Because of the complexities of sexual violence and trauma, survivors are fearful of others knowing what they have experienced. They fear that others will not believe them, or that they will be blamed for the assault or that their loved ones may retaliate against the assailant and could be hurt or get in trouble legally. These are valid fears for the survivor and often render them silent in their suffering. 

The following are tangible suggestions for survivors to practice self-care when facing unaware family and friends:

  • You have control over who you share your experience with and when/if you share. This horrible crime happened to you. You are the only one who should decide to share it with others. Your security system has been breached and your fears are understandable. Seek “safe” people to talk or share with, whether it be a close friend, therapist or a sexual assault crisis professional. As hard as sharing is, it can be cathartic for your healing moving forward.
  • You Matter: What was your routine before the assault? Are you sleeping? What are you eating? Are you exercising? What are your daily routines? As you are physically healing, remember to take care of your body through sleep, nourishment, exercise and striving to get routine back into your daily routine of life. This is such a struggle (we know it is – UGH) but essential to your health and feeling stronger.
  • If you have a close friend that you have confided in, ask them to go with you to an event (family gathering, work event) so that you won’t be alone. You could even have a pre-planned code word to use (or text depending upon the situation) when you need to take a break or have an “out”. 
  • Trust thyself: You as a survivor know what is best for you and your life.  You know your limits, your strengths and what you are or are not comfortable with or what coping skills have been beneficial in the past. If you encounter a situation that is upsetting, excuse yourself and take a few minutes to digest it. Cry if you need to. Call a trusted friend. Go outside and focus on nature or take a short walk. Sometimes just having a small reprieve from a difficult situation can be helpful.  
  • “What If”: Sometimes the best we can do is try to mentally prepare ourselves for upcoming events. Play the “what if” game. Mentally imagine the people you will be around and the possible situations that may arise. Prepare yourself with imagined scenarios. Now imagine how you fear that you will react. Allow the worst case scenarios to play out in your mind. Now imagine how you would like to respond. This might help with any anxiety you might be feeling leading up to the event.
  • Give yourself some Grace: We often are eager to give others grace. You deserve some grace too. You are doing your best to process the trauma of what you have experienced. You have every right to feel what you are feeling and you are responding normally to a horrific event. Be kind to yourself and give yourself permission to feel. Whatever that may be.
  • Knowledge is power: When you begin to feel more self-assured and stronger, we encourage you to learn all you can about the prevalence, impact and factual information surrounding sexual violence.
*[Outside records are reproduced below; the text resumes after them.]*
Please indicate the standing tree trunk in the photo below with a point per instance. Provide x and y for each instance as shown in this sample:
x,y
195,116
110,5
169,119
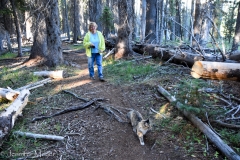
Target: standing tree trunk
x,y
163,26
39,47
144,11
125,12
18,29
76,23
236,39
178,30
201,23
65,24
95,11
151,21
54,44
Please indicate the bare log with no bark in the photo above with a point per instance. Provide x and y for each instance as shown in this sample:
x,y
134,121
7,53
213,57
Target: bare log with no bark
x,y
9,116
51,74
222,146
8,94
176,55
40,136
216,70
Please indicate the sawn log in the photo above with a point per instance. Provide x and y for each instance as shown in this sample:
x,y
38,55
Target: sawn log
x,y
8,94
214,138
216,70
51,74
9,116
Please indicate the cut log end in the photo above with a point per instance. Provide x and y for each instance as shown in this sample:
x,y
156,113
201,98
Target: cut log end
x,y
216,70
197,70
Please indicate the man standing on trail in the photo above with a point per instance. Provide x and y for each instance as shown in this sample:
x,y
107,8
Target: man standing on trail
x,y
94,44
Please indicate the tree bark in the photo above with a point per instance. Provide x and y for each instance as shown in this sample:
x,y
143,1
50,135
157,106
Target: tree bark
x,y
236,39
54,51
123,45
18,29
39,47
214,138
143,20
8,94
76,23
51,74
151,17
216,70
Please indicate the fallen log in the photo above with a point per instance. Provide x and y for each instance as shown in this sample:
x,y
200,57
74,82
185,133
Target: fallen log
x,y
176,54
34,85
40,136
8,94
216,70
51,74
73,108
9,116
214,138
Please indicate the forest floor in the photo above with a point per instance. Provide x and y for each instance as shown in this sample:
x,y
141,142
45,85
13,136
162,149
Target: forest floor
x,y
92,134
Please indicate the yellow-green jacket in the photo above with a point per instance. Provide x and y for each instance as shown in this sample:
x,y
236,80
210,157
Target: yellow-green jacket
x,y
86,43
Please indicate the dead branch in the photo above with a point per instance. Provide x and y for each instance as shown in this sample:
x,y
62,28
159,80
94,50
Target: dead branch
x,y
109,111
39,136
226,150
51,74
73,108
85,100
226,124
33,85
This can help in your own understanding of what you have experienced and can assist in the loneliness and self-blame you have likely experienced. Down the road, this can also help you have what you need to dispel hurtful comments or skewed mindsets about this crime. 
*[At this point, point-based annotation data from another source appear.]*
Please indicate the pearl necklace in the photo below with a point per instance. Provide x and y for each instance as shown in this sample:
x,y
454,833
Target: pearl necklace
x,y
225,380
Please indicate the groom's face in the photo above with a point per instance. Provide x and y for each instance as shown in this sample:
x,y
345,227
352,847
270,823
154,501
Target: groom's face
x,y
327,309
  • Keep trying: You are special. You are believed. You did nothing wrong. Life after sexual trauma is challenging in every aspect and relationships with others is exceptionally hard. Sometimes the best you can do is take it one minute at a time. And that’s okay. As you grow stronger, you will begin to feel more confident in knowing what helps and what doesn’t. Learn to trust what you need or want and keep moving forward.